Bounding the Excess Risk for Linear Models Trained on Marginal-Preserving, Differentially-Private, Synthetic Data
Yvonne Zhou, Mingyu Liang, Ivan Brugere, Dana Dachman-Soled, Danial Dervovic, Antigoni Polychroniadou, Min Wu
TL;DR
The paper tackles the privacy risk of ML models by advocating preprocessing-based differential privacy through marginal-preserving synthetic data. It provides a rigorous end-to-end analysis, deriving upper and lower bounds on the excess empirical risk for linear models trained on synthetic data that approximately preserves low-order marginals, with tighter guarantees for logistic regression. A DP mechanism Gen_{d,σ} is proposed to generate such synthetic data, linking privacy parameters to utility via the marginal distance $\nu$, and a matching lower bound demonstrates near-optimality under certain regimes.
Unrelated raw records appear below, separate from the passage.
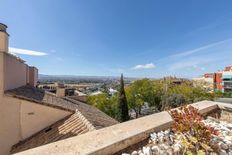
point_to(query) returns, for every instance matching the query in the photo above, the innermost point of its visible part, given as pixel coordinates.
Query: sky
(152, 38)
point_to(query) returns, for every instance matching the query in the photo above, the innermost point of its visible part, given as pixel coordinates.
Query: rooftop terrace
(113, 139)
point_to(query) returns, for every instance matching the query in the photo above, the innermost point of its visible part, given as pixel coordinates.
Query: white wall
(20, 119)
(15, 72)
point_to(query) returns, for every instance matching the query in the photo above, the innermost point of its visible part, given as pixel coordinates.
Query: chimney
(3, 38)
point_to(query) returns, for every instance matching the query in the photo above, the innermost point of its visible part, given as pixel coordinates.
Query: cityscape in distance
(115, 77)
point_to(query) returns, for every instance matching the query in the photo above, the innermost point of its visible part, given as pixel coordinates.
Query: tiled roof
(65, 128)
(84, 119)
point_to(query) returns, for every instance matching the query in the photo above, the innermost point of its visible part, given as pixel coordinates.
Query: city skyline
(106, 38)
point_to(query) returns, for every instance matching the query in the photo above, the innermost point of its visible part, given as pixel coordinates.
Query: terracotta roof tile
(65, 128)
(84, 119)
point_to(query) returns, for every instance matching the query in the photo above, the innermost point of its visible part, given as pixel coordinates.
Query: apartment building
(227, 79)
(218, 81)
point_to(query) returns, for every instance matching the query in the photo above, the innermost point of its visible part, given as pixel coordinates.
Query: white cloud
(25, 52)
(144, 66)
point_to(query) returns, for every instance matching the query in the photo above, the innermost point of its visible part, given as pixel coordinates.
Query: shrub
(193, 133)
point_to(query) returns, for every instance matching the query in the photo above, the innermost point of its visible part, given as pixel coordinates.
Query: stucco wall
(15, 72)
(3, 41)
(20, 119)
(1, 74)
(33, 76)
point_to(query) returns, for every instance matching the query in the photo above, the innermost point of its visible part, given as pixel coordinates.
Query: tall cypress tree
(123, 107)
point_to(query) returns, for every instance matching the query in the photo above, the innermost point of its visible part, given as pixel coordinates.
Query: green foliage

Empirically, using the AIM marginal-preserving DP data on six public datasets yields minimal utility loss (often <1-2%) and small excess risk, while enabling training on synthetic data without additional privacy budget burden. The work advances practical DP ML by showing how preserving marginals can sustain performance while offering scalable, reusable, private data for downstream tasks.
Abstract
The growing use of machine learning (ML) has raised concerns that an ML model may reveal private information about an individual who has contributed to the training dataset. To prevent leakage of sensitive data, we consider using differentially-private (DP), synthetic training data instead of real training data to train an ML model. A key desirable property of synthetic data is its ability to preserve the low-order marginals of the original distribution. Our main contribution comprises novel upper and lower bounds on the excess empirical risk of linear models trained on such synthetic data, for continuous and Lipschitz loss functions. We perform extensive experimentation alongside our theoretical results.